Netflix noted that the series will include games inspired by the original show, and players will be put to the test by forming strategies and alliances.
Netflix also confirmed that the popular series would be renewed for a second season earlier this week.
What they are saying
Announcing the show in a statement, Netflix’s vice president of unscripted and documentary series, Brandon Riegg, said: “Fans of the drama series are in for a fascinating and unpredictable journey as our 456 real-world contestants navigate the biggest competition series ever, full of tension and twists, with the biggest ever cash prize at the end.”
“As players compete through a series of games inspired by the original show – plus surprising new additions – their strategies, alliances, and character will be put to the test while competitors are eliminated around them,” he added.
What you should know
- Squid Game, the South Korean thriller series tells the story of debt-ridden people competing for a huge cash prize in a deadly series of children’s games.

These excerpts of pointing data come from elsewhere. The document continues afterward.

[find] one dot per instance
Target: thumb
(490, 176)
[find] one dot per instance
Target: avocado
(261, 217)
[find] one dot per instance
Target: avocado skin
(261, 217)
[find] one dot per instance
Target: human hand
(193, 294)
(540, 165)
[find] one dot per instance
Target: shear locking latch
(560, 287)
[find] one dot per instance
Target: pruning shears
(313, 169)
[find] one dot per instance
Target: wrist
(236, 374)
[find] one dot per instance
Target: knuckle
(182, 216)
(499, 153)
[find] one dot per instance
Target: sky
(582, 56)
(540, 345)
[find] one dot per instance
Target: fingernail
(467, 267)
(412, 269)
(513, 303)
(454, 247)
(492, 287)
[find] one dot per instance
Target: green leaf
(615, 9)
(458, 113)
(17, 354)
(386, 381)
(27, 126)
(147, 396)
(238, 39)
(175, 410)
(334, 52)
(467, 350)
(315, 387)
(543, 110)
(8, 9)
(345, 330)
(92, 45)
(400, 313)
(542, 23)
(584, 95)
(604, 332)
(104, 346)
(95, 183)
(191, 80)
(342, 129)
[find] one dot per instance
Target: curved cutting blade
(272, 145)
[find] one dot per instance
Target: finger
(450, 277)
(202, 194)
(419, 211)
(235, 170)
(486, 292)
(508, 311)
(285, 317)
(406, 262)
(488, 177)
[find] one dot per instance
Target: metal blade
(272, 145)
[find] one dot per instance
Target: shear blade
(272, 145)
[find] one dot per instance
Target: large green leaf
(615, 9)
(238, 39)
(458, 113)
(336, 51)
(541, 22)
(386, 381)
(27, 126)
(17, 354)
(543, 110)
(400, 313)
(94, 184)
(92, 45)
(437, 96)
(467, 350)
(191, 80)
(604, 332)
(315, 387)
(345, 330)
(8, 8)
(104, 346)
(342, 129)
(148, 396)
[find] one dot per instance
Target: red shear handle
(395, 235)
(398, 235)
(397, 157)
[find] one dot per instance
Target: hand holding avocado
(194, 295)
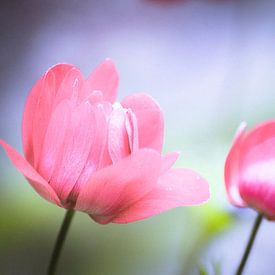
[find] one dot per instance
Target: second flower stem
(60, 241)
(249, 245)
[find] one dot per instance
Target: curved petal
(67, 146)
(39, 107)
(231, 170)
(257, 187)
(118, 140)
(118, 186)
(177, 187)
(149, 119)
(38, 183)
(257, 169)
(259, 144)
(168, 160)
(105, 79)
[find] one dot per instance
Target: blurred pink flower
(85, 151)
(250, 169)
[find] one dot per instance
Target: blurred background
(209, 64)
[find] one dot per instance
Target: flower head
(250, 169)
(83, 150)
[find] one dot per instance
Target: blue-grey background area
(209, 64)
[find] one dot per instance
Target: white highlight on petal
(262, 171)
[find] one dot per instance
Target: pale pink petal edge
(37, 182)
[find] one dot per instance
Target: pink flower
(85, 151)
(250, 169)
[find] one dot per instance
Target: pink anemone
(85, 151)
(250, 169)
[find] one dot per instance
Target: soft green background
(209, 64)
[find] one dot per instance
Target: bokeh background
(209, 64)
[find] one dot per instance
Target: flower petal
(257, 169)
(38, 183)
(149, 120)
(38, 109)
(118, 140)
(168, 160)
(116, 187)
(231, 170)
(67, 146)
(177, 187)
(105, 79)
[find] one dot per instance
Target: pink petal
(177, 187)
(105, 79)
(257, 168)
(259, 140)
(38, 183)
(38, 109)
(98, 156)
(168, 160)
(132, 130)
(118, 141)
(231, 170)
(67, 146)
(118, 186)
(149, 120)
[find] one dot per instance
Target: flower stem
(60, 241)
(249, 245)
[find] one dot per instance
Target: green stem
(60, 241)
(249, 245)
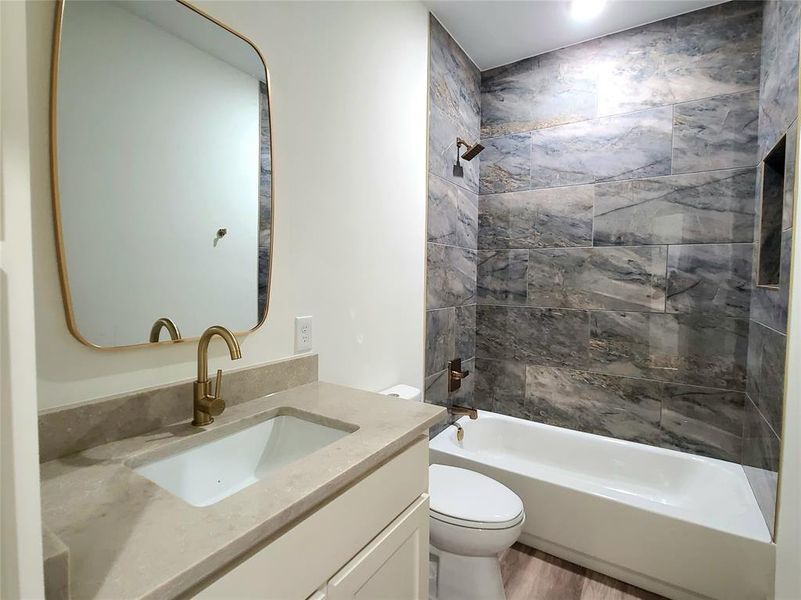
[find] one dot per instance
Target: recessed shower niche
(770, 219)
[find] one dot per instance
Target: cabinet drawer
(393, 566)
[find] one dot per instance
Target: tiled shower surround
(778, 112)
(454, 111)
(616, 230)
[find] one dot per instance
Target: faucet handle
(218, 385)
(213, 403)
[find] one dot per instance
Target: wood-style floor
(529, 574)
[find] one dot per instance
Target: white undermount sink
(210, 472)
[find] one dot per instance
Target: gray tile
(716, 51)
(501, 386)
(618, 407)
(547, 218)
(710, 278)
(452, 214)
(440, 339)
(716, 133)
(631, 68)
(611, 148)
(702, 421)
(454, 107)
(770, 225)
(505, 164)
(701, 54)
(436, 388)
(779, 72)
(680, 209)
(789, 176)
(704, 350)
(454, 81)
(502, 276)
(598, 278)
(535, 335)
(451, 276)
(769, 305)
(465, 332)
(766, 360)
(550, 89)
(761, 453)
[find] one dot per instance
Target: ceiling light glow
(583, 10)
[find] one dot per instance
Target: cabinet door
(394, 566)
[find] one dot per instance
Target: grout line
(762, 416)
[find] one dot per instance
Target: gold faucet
(167, 324)
(458, 411)
(207, 405)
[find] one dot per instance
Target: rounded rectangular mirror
(162, 177)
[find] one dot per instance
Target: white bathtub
(679, 525)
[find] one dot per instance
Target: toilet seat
(468, 499)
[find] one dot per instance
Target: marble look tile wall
(452, 230)
(778, 112)
(615, 233)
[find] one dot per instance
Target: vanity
(145, 516)
(277, 487)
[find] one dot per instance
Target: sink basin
(210, 472)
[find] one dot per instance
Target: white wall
(349, 94)
(20, 510)
(158, 149)
(788, 528)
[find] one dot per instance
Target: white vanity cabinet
(392, 566)
(369, 542)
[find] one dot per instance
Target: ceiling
(497, 32)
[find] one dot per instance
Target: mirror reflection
(162, 165)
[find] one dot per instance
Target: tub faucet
(458, 411)
(169, 325)
(208, 405)
(459, 431)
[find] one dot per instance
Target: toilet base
(468, 577)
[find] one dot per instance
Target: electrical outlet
(303, 334)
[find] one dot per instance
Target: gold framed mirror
(161, 163)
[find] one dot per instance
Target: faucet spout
(208, 405)
(203, 349)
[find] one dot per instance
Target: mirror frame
(72, 325)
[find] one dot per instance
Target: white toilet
(473, 519)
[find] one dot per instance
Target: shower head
(472, 152)
(469, 154)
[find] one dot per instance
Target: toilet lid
(469, 496)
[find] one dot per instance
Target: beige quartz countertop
(129, 538)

- It holds the record as Netflix’s most popular series of all time, and it was streamed by 111 million users in its first 28 days of its launch.
- Director, writer and executive producer of Squid Game Hwang Dong-hyuk said in a statement on Monday: “It took 12 years to bring the first season of Squid Game to life last year. But it took 12 days for Squid Game to become the most popular Netflix series ever.”
- Netflix faces intense competition from streaming rivals, but was also hit after it raised prices and left Russia.
- In April, it revealed a sharp drop in subscribers and warned millions more are set to quit the streaming service.